SAMPAH HATI
Seorang murid yang berbeda paham dengan gurunya mengeluarkan
kecaman, kata-kata kasar, hinaan, dan meluapkan kebenciannya kepada Sang Guru.
Sang Guru hanya diam, mendengarkan dengan sabar, tenang dan tidak berucap
sepatah kata pun.
Setelah murid tersebut pergi, seorang murid lain yang melihat
peristiwa itu dengan penasaran bertanya: "Mengapa Guru diam saja? Mengapa
tidak membalas makian dia?".
Sang Guru pun berkata kepada muridnya: "Jika seseorang
memberimu sesuatu, tetapi kamu tidak mau menerimanya, menjadi milik
siapakah pemberian itu...?". "Tentu saja menjadi milik si
pemberi", jawab si murid dengan lugas. "Betul. Begitu pula dengan
kata-kata kasar tersebut", tukas Sang Guru. "Karena aku tidak mau
menerima kata-kata itu, maka kata-kata tadi akan kembali menjadi miliknya. Dia
harus menyimpannya sendiri. Dia tidak menyadari, bahwa nanti dia akan
menanggung akibatnya, baik di dunia maupun di akhirat. Energi negatif yang
muncul dari pikiran, perasaan, perkataan, dan perbuatan kita hanya akan
membuahkan penderitaan hidup bagi kita sendiri."

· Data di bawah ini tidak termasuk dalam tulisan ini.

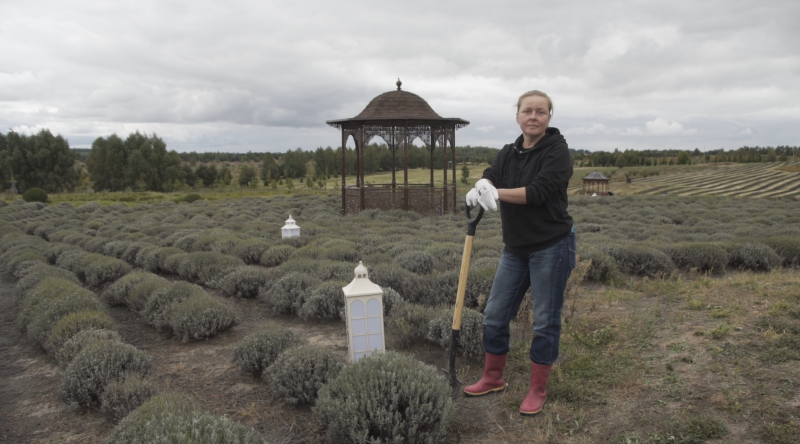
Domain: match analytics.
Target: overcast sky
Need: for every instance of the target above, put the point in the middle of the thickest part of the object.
(265, 76)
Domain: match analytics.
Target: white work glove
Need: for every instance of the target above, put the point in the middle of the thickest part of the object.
(484, 194)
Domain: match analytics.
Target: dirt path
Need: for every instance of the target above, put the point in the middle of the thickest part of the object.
(31, 410)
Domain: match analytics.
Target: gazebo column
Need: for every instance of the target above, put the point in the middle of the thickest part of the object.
(393, 147)
(432, 147)
(343, 172)
(405, 168)
(361, 168)
(444, 171)
(453, 148)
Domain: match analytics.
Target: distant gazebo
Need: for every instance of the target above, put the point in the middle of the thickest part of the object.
(399, 117)
(595, 184)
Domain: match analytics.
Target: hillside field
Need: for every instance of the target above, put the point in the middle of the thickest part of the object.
(681, 321)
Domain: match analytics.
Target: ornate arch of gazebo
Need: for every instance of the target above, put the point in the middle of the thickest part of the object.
(399, 117)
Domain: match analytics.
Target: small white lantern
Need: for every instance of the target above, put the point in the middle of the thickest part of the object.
(290, 229)
(363, 301)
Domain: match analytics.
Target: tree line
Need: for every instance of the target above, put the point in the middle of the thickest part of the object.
(142, 162)
(41, 160)
(634, 158)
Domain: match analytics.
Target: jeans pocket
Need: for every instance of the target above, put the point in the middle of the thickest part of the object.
(572, 250)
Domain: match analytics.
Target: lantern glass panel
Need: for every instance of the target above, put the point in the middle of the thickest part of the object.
(375, 342)
(357, 309)
(373, 308)
(360, 343)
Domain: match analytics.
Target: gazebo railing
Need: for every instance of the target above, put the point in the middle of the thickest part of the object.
(422, 199)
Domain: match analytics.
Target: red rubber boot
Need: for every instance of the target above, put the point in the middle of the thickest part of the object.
(537, 392)
(492, 379)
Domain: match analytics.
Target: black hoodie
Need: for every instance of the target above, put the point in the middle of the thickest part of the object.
(544, 171)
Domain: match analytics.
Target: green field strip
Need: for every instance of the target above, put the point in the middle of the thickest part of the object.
(714, 183)
(733, 186)
(778, 184)
(737, 183)
(793, 191)
(760, 181)
(718, 186)
(704, 176)
(735, 193)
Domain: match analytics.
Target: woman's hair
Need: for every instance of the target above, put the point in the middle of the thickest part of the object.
(535, 92)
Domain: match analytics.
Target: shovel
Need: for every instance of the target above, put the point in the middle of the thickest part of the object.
(462, 289)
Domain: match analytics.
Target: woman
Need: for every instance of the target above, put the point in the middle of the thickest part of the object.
(530, 178)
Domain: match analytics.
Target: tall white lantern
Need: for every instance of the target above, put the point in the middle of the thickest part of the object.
(290, 229)
(363, 301)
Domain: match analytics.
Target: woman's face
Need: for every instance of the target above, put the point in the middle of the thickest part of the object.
(533, 116)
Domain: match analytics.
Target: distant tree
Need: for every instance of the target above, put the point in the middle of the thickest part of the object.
(225, 175)
(139, 161)
(188, 176)
(41, 160)
(269, 168)
(294, 163)
(246, 174)
(206, 174)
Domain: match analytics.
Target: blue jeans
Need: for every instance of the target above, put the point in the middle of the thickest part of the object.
(545, 273)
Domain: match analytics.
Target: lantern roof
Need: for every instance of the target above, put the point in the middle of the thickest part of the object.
(361, 285)
(399, 105)
(596, 176)
(290, 223)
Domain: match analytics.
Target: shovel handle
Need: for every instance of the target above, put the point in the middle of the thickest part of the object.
(462, 289)
(472, 224)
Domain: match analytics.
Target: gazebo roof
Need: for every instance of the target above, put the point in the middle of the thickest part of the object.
(596, 176)
(401, 106)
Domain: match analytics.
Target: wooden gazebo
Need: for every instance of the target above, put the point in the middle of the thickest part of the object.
(399, 117)
(595, 184)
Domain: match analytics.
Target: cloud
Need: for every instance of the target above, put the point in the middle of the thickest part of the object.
(223, 76)
(659, 126)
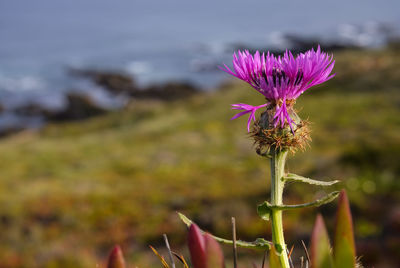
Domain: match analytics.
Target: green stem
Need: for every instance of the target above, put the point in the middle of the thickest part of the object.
(278, 159)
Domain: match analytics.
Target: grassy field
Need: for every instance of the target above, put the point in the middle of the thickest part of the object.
(70, 191)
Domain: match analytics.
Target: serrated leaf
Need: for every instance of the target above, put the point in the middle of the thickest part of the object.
(298, 178)
(264, 211)
(116, 258)
(321, 256)
(214, 255)
(344, 249)
(259, 243)
(274, 261)
(181, 259)
(324, 200)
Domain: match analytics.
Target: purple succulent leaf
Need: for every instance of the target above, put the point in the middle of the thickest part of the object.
(197, 247)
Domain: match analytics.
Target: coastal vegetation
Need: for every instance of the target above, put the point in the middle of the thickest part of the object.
(72, 190)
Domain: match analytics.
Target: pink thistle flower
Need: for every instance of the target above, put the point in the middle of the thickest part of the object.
(280, 79)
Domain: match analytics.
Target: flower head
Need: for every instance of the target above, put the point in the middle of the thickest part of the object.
(280, 79)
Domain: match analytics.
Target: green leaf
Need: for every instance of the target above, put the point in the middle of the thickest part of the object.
(274, 259)
(321, 256)
(297, 178)
(344, 249)
(264, 211)
(163, 262)
(214, 255)
(265, 208)
(259, 243)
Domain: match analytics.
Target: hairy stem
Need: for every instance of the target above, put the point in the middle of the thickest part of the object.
(278, 159)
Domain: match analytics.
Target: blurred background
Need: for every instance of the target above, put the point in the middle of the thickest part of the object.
(114, 115)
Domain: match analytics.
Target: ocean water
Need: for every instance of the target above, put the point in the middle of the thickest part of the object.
(158, 40)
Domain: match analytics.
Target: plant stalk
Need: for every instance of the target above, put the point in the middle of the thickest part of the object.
(278, 159)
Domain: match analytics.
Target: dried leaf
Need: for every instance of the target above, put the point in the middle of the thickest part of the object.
(116, 258)
(321, 256)
(344, 249)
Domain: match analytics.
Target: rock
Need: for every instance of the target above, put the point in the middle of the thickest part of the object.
(114, 82)
(168, 92)
(78, 107)
(33, 109)
(118, 83)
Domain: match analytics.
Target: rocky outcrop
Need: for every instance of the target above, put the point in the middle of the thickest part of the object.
(78, 107)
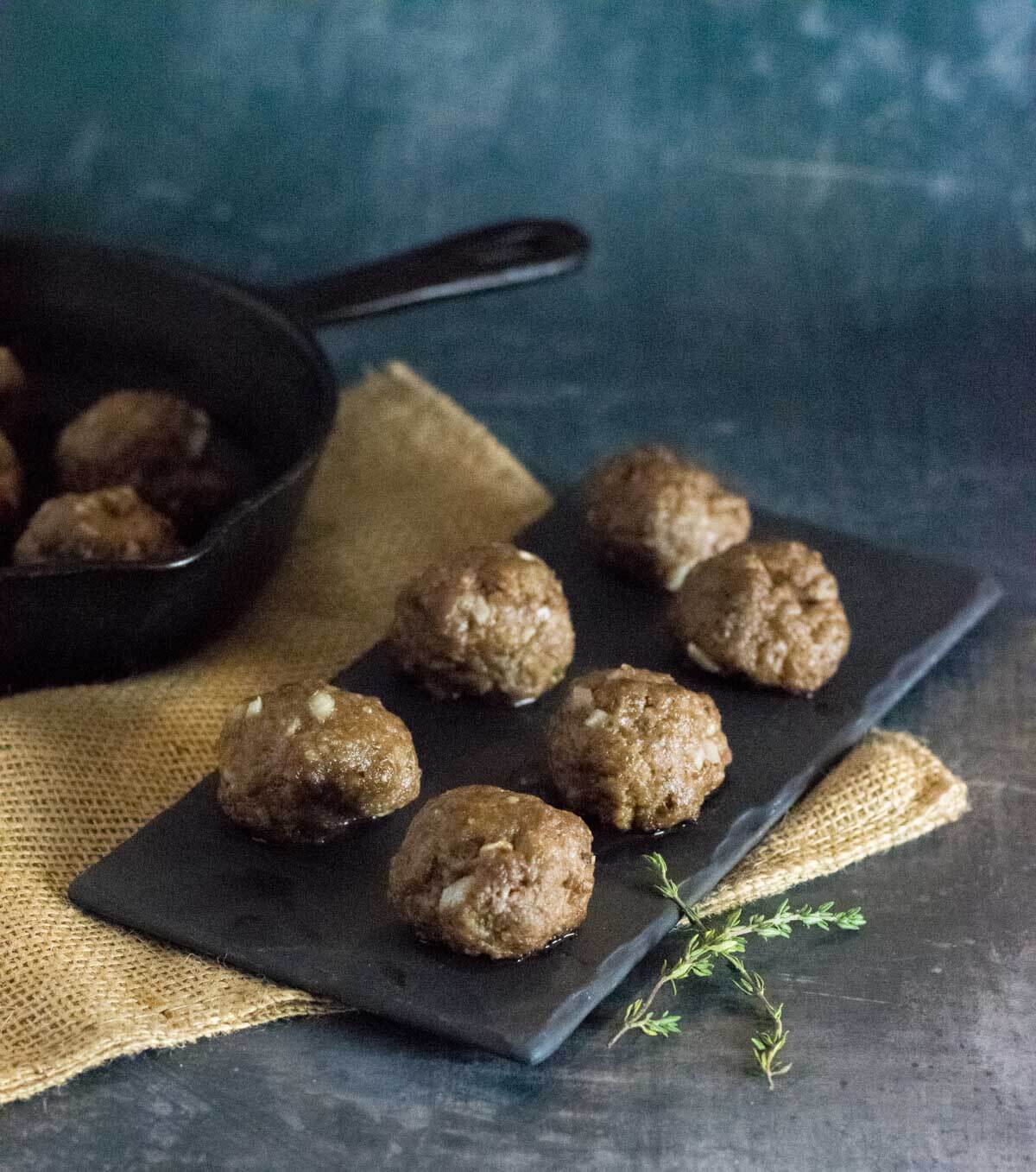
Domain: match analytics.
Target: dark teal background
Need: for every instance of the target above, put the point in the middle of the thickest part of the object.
(815, 268)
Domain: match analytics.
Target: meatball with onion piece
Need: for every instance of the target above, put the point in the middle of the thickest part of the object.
(635, 749)
(489, 621)
(492, 873)
(766, 610)
(304, 762)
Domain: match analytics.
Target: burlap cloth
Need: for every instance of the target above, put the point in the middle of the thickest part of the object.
(406, 477)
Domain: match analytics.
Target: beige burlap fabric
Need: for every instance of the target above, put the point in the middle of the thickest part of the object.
(407, 476)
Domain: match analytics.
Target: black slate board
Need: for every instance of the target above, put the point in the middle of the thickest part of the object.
(317, 918)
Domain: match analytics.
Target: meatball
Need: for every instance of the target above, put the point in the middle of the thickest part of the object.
(13, 390)
(767, 610)
(130, 437)
(108, 525)
(654, 516)
(635, 749)
(191, 495)
(304, 762)
(490, 620)
(494, 873)
(12, 485)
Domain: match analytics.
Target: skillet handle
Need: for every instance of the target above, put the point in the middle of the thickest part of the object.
(489, 258)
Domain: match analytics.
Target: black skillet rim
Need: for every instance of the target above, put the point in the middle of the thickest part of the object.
(292, 331)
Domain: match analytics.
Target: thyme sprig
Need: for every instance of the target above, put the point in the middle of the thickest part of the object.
(725, 942)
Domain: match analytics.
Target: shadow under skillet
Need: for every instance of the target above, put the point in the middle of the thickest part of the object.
(318, 918)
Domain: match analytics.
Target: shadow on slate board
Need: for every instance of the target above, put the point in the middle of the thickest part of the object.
(318, 918)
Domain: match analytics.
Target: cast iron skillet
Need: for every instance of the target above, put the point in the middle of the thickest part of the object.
(85, 319)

Sang Guru kemudian melanjutkan: "Sama seperti orang yang
ingin mengotori langit dengan meludahinya. Ludah itu hanya akan jatuh mengotori
wajahnya sendiri."
"Maka, jika di luar sana ada orang yang marah-marah kepadamu,
biarkan saja, karena mereka sedang menyebarkan SAMPAH HATI mereka. Jika engkau
diam saja, maka sampah itu akan kembali kepada diri mereka sendiri. Tetapi jika
engkau tanggapi, berarti engkau menerima sampah itu...".
Sang Guru melanjutkan nasehatnya: "Hari ini begitu banyak
orang yang hidup dengan membawa sampah di hatinya. Sampah kekesalan, sampah
amarah, sampah kebencian, sampah dendam, sampah merasa diperlakukan tidak adil,
dan lainnya. Sampah yang diakibatkan egoisme, keserakahan terhadap harta dan
jabatan, fanatisme terhadap kelompok, kroni dan figur tertentu, sehingga
mengalahkan etika luhur dan aturan. Mereka sampai berani berpaling dari
kebenaran, karena membenci para pejuang kebenaran yang dianggap telah
menyakitinya."
Inilah saatnya bagiku, bagimu, dan bagi kita semua, untuk melatih
diri melenyapkan sampah yang ada di hati kita. Jikapun ada sampah kekecewaan,
kekesalan, kemarahan, iri, dengki dan benci yang masih tersisa, setidaknya
janganlah kita sebarkan sampah hati itu ke muka bumi ini.
Janganlah kita ludahkan ke langit, karena sampah itu hanya akan
kembali mengotori diri dan wajah kita.